An exposé magazine article on Paul Brinkman helped trigger Jeanne Crain’s divorce suit against him. But a similar type article about Michael Wilding ruffled Elizabeth scarcely at all. Once Michael gave her the straight of it, she simply dismissed the entire matter. It had nothing to do with their separation.
The Wildings until the last preserved an air of cameraderie which fooled many people. A photographer who spent an afternoon at ‘their home snapping magazine pictures of Liz two days before they announced their separation found them frolicking barefooted around the front yard. They were singing songs from the score of “My Fair Lady” and seemed to have not a care in the world.
Their last goodbye was neither a tearful nor a sentimental occasion. Liz drove Mike to the Los Angeles International Airport in their convertible. She walked into the terminal building with him and they said their casual goodbyes to the clicking of news cameras.
Liz, who was wearing a red sweater and tight-fitting red matador pants, kept her arms folded while pictures were being taken, but Mike dropped a tentative arm around her shoulder and smiled rather sadly down at her.
He was off to Europe for three or four months, to make two pictures. First he flew to Paris, then to the South of France for a reunion with old friends. Later he moved on to Sweden to do a picture called “Long Live the King” with director Preston Sturges.

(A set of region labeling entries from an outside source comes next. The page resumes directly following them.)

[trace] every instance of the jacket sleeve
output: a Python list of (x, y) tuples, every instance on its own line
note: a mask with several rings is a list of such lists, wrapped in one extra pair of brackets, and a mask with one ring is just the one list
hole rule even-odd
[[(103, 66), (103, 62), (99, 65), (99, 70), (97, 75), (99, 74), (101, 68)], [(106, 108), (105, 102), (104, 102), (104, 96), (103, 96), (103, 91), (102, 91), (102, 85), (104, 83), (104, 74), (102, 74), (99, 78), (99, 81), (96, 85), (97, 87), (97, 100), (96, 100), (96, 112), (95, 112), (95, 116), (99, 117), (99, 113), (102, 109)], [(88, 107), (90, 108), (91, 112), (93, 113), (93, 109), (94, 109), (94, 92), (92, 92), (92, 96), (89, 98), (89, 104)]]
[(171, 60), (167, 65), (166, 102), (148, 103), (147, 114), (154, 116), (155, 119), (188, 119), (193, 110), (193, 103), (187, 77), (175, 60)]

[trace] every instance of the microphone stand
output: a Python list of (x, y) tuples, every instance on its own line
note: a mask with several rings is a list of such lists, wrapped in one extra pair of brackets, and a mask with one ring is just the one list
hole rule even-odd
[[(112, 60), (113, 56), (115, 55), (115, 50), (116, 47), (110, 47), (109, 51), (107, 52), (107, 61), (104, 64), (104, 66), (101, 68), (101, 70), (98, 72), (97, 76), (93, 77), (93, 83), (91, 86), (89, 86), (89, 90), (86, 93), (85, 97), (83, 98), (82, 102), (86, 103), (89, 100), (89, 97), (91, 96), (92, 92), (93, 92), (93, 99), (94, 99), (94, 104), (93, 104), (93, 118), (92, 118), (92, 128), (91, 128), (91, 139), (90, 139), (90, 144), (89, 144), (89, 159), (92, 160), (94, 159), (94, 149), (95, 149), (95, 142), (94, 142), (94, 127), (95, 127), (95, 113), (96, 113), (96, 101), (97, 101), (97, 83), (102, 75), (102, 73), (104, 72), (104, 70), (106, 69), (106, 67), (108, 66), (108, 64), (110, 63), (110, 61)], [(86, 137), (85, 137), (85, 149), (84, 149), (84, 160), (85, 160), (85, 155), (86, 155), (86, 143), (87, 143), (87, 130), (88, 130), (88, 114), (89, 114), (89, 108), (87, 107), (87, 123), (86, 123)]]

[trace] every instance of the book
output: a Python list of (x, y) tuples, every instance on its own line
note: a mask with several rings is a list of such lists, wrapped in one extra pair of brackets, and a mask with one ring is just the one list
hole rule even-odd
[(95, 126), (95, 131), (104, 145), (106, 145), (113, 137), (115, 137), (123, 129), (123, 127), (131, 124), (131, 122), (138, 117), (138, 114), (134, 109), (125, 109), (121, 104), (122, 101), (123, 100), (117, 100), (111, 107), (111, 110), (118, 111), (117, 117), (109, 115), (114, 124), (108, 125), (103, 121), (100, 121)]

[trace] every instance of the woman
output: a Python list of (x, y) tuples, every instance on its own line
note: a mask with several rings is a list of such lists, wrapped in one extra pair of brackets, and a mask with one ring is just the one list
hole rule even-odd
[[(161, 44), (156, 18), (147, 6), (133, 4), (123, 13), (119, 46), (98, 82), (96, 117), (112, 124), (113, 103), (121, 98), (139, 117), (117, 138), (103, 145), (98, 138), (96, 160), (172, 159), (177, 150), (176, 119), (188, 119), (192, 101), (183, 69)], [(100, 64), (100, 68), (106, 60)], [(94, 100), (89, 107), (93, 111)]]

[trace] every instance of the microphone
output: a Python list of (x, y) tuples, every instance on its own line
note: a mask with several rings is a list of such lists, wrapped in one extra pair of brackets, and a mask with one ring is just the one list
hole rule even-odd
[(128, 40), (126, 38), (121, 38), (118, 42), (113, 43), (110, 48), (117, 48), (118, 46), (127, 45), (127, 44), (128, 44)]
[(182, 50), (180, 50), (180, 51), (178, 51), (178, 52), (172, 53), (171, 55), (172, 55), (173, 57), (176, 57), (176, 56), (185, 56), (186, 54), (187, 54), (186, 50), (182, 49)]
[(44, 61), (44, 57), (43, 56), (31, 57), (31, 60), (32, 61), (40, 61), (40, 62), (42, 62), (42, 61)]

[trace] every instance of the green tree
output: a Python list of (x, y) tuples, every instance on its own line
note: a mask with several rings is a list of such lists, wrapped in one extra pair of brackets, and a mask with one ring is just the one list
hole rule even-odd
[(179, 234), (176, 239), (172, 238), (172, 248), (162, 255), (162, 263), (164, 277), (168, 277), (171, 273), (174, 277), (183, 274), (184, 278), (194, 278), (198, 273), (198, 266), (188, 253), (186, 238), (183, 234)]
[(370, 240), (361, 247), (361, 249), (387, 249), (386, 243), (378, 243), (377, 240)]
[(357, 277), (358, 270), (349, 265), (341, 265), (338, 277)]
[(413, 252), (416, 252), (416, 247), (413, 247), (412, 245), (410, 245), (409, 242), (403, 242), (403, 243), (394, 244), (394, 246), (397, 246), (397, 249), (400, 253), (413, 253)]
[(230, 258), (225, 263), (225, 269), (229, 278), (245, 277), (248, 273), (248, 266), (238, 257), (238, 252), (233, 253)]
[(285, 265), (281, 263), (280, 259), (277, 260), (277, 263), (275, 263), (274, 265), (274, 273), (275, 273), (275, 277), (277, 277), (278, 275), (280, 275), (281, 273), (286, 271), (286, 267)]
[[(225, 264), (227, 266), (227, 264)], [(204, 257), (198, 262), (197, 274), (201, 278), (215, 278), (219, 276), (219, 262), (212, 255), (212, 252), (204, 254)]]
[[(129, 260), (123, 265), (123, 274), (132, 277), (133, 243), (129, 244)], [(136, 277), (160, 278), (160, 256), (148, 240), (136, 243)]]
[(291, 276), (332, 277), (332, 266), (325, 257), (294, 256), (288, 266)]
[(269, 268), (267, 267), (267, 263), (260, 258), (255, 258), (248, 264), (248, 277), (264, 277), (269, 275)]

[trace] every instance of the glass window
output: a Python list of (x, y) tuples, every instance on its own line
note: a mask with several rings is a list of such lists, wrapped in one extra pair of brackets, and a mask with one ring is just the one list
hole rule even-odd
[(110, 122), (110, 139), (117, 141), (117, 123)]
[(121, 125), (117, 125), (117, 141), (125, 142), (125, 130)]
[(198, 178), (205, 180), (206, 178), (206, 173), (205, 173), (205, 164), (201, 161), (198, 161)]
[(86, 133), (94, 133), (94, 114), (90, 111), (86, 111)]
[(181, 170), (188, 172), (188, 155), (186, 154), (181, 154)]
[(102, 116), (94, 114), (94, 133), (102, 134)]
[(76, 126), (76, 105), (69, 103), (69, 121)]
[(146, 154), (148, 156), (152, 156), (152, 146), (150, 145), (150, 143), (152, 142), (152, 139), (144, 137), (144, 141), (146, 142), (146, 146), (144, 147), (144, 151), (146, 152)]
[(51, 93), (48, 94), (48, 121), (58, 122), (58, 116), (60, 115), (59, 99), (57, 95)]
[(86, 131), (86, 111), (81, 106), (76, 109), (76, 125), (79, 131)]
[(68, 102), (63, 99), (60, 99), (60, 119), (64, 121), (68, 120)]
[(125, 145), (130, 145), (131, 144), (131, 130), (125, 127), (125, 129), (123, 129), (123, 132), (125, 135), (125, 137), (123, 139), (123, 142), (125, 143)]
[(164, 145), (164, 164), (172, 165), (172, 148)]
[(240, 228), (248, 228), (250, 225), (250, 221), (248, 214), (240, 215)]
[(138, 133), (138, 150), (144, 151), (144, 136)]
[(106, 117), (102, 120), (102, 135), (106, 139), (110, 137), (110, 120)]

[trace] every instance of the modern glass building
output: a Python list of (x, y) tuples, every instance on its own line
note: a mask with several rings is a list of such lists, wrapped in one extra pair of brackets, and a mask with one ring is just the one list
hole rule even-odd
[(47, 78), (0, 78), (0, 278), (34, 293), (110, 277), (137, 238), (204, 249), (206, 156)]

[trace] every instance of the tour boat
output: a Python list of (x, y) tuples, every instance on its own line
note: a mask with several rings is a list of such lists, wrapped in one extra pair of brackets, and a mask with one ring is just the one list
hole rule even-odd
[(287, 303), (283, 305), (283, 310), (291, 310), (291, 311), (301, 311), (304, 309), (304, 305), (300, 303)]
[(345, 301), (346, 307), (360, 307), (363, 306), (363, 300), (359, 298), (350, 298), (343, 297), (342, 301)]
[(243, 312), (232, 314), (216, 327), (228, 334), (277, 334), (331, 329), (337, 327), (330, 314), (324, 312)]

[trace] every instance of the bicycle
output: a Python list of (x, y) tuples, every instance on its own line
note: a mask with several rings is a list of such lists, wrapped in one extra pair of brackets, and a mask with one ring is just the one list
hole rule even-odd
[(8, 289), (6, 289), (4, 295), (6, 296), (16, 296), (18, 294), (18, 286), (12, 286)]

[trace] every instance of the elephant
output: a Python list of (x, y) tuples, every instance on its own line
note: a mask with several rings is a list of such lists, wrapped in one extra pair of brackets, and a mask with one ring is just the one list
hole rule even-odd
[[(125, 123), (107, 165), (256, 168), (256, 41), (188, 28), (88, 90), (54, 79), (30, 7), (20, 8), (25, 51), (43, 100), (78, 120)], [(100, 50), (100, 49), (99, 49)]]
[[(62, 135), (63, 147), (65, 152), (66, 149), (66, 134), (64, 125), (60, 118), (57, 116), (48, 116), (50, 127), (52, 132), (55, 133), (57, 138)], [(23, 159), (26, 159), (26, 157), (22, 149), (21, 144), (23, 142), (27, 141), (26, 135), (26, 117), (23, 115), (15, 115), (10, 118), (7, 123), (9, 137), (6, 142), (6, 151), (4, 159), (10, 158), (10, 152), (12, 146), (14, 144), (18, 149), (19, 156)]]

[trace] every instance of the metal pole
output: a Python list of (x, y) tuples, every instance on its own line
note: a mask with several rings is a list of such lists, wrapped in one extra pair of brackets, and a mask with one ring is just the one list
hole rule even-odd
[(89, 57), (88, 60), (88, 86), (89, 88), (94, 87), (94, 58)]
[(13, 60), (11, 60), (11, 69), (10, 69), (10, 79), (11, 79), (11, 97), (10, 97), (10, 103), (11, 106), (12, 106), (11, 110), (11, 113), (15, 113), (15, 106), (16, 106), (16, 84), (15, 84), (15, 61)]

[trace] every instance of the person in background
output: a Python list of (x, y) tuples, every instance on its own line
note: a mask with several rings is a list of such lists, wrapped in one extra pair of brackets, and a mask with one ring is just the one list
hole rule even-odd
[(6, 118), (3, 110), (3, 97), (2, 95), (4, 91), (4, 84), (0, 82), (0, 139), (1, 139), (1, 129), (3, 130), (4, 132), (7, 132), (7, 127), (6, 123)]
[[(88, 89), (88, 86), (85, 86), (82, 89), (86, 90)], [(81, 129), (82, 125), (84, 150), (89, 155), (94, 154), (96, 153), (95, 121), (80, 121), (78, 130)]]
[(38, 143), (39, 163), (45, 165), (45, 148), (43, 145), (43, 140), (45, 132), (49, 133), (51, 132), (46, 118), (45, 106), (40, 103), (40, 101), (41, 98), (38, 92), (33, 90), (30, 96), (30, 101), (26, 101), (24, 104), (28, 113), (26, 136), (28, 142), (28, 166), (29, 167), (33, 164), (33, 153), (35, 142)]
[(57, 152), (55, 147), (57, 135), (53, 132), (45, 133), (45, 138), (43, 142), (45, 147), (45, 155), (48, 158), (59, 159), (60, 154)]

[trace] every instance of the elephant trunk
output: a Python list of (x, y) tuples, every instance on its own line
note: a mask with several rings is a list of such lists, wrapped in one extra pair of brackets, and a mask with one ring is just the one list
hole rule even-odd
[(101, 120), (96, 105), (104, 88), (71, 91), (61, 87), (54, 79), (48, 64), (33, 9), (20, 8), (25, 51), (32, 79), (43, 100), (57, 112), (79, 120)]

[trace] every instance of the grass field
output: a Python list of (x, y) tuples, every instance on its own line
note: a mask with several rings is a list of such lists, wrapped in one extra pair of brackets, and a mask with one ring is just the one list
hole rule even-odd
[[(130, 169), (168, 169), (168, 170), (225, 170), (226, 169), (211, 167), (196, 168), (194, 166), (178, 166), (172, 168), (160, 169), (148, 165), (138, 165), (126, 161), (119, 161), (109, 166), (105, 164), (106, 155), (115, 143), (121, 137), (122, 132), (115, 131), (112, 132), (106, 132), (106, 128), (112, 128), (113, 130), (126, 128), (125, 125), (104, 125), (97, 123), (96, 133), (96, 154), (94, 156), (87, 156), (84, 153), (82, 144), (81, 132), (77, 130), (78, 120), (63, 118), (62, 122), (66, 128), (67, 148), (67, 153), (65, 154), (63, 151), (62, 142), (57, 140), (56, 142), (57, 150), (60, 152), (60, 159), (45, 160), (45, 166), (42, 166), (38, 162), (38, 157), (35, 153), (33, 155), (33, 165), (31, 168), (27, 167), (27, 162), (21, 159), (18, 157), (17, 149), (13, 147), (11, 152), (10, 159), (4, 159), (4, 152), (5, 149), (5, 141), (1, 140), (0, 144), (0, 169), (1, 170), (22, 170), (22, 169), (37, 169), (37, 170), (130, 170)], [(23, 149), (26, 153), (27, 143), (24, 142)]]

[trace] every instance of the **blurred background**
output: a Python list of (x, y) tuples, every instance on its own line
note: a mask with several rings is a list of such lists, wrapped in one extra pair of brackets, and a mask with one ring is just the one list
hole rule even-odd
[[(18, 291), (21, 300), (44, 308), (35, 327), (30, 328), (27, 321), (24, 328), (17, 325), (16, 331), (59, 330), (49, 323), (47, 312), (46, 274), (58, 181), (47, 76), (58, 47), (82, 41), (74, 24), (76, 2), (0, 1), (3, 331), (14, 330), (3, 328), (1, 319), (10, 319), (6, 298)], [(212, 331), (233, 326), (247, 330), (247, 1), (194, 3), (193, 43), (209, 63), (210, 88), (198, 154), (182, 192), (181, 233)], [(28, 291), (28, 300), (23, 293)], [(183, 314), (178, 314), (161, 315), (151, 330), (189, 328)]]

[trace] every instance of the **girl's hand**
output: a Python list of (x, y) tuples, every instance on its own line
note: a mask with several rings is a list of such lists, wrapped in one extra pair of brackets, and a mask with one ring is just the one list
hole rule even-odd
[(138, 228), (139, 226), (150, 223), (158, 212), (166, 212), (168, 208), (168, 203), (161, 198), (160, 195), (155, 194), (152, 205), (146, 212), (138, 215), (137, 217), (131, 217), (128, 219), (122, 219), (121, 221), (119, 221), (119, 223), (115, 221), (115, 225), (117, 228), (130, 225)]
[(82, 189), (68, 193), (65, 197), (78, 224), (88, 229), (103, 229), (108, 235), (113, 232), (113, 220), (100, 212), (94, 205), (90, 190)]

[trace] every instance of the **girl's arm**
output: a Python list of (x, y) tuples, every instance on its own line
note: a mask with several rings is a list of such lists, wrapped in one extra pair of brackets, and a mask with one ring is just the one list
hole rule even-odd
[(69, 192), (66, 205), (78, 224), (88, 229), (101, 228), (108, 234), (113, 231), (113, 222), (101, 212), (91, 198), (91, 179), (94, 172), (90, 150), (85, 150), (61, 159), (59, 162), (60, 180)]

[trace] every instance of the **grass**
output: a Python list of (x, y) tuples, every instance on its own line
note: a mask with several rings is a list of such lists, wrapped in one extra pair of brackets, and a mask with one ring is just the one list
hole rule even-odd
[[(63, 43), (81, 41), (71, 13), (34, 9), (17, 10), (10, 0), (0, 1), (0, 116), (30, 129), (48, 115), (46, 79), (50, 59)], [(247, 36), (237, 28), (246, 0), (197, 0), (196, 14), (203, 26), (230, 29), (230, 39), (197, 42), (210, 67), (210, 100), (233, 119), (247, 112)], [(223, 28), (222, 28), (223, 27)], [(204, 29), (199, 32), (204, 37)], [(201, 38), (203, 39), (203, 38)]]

Later this fall he will be in Vienna to do a picture with Ann Sheridan. Ironically, its title is “Lost Love,” a fitting requiem for his own marriage to Liz.
A day after Mike winged out, Liz, late as usual, breathlessly showed up at the airport. Her airliner, already taxiing out on the ramp, was brought back so that she could get aboard and join the rest of the “Raintree County” company on its way to Danville, Kentucky.
Often friends or intimates of a divorcing or separated couple will express a belief that the pair may get back together again, but little such optimism marks this broken match. The friends of Liz and Mike sadly shake their heads.
“They are two such charming, likable people, and they still have an affection for each other,” they say. “But there is too much to overcome. We’re afraid—terribly afraid—that this is the end of a beautiful love affair.”
—BY DICK WILLIAMS
SEE: Elizabeth Taylor in “Giant”; Michael Wilding in “Zarak.”